By Luz Canino-Baker

Last year, I made a long arduous morning drive to hear Sheryl Sandberg speak at the Global Leadership Conference in Barrington, Illinois. This was a rare appearance since she was still coming out of her mourning having lost her husband to a heart attack. I was curious given the many different opinions about her best selling Lean In book, whether her perspective had changed given her new role as a working single mother. But she didn’t talk much about her new role, instead she related a story of how when she was first offered a role at Google to be the business unit General Manager, but at the time there were no business units to run, she said that she hesitated because she wanted to do technology work.  However, Erik Schmidt, Executive Chairman of Google, said “when you are offered a seat on a rocket ship you don’t ask what seat you just take it,” and so she did.   And, as a result today, we all now know Sheryl Sandberg.

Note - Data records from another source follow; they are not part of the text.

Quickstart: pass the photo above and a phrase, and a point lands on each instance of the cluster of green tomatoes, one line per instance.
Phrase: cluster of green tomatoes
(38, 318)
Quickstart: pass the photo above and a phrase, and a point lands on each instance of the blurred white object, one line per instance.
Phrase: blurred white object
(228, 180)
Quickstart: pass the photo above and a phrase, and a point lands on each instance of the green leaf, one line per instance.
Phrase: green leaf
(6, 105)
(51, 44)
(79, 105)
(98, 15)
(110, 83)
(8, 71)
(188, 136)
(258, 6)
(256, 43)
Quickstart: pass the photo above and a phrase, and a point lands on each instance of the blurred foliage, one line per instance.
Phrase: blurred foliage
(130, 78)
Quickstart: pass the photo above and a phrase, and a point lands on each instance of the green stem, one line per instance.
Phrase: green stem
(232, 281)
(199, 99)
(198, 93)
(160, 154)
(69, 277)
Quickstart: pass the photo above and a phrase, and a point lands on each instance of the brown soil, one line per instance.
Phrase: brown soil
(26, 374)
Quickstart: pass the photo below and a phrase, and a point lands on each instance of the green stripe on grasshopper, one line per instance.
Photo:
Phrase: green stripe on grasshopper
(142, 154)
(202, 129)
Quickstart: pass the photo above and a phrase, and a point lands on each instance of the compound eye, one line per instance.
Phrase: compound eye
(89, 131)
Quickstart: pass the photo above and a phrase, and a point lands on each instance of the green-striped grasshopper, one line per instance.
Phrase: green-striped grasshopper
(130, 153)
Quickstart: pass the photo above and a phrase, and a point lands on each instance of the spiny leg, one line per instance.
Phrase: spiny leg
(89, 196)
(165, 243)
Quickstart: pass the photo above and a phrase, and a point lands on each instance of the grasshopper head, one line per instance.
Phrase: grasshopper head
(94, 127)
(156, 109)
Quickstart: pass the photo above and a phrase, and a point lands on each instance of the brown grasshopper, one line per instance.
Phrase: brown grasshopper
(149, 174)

As an Executive Coach, I’ve had the great privilege of working with many women who have been offered a rocket ship. A new job, a new position, an opportunity to join a board, lead an initiative and many other amazing opportunities. And like Sheryl, the initial response from the women was “I don’t have all the skills to take on that role”. The Harvard Business Review published an article on August 25, 2014 that stated women think they have to meet 100% of the job requirements before they say “yes” to an opportunity, whereas men will say “yes” if they have 60% of the job requirement.      In the interview, that day, Sheryl talked about her belief that these limiting beliefs start very early with young strong girls who are labeled “bossy” versus “girls who are leaders in the making”. Girls are reared to follow the rules so that when we don’t have 100% of the skills required we pass up the seat on the rocket ship.   And, later in life, when we grow up carrying this limiting belief and being faced with new derogatory labels  in the workplace, such as when “bossy”  changes to   “bitch,”  we find more reasons to shy away from taking our much deserved seat on the rocket ship.

On top of those labels, Sheryl  talked about seeing women who are now in the workplace but are still taking the notes and planning the office parties, and not leaning in.  It’s as if they are transferring the traditional roles of who does the housework to who does the office housework, and that is dangerous because women get promoted based on accomplishments, whereas men get promoted based on potential.  In today’s latest gender battles, she stated that men need to do their part in helping women get on the rocket ship by taking on some of these behaviors at work so that women can bring their full value to the workplace. When was the last time you saw a man at the office volunteer to take the notes or plan a birthday for someone at the office?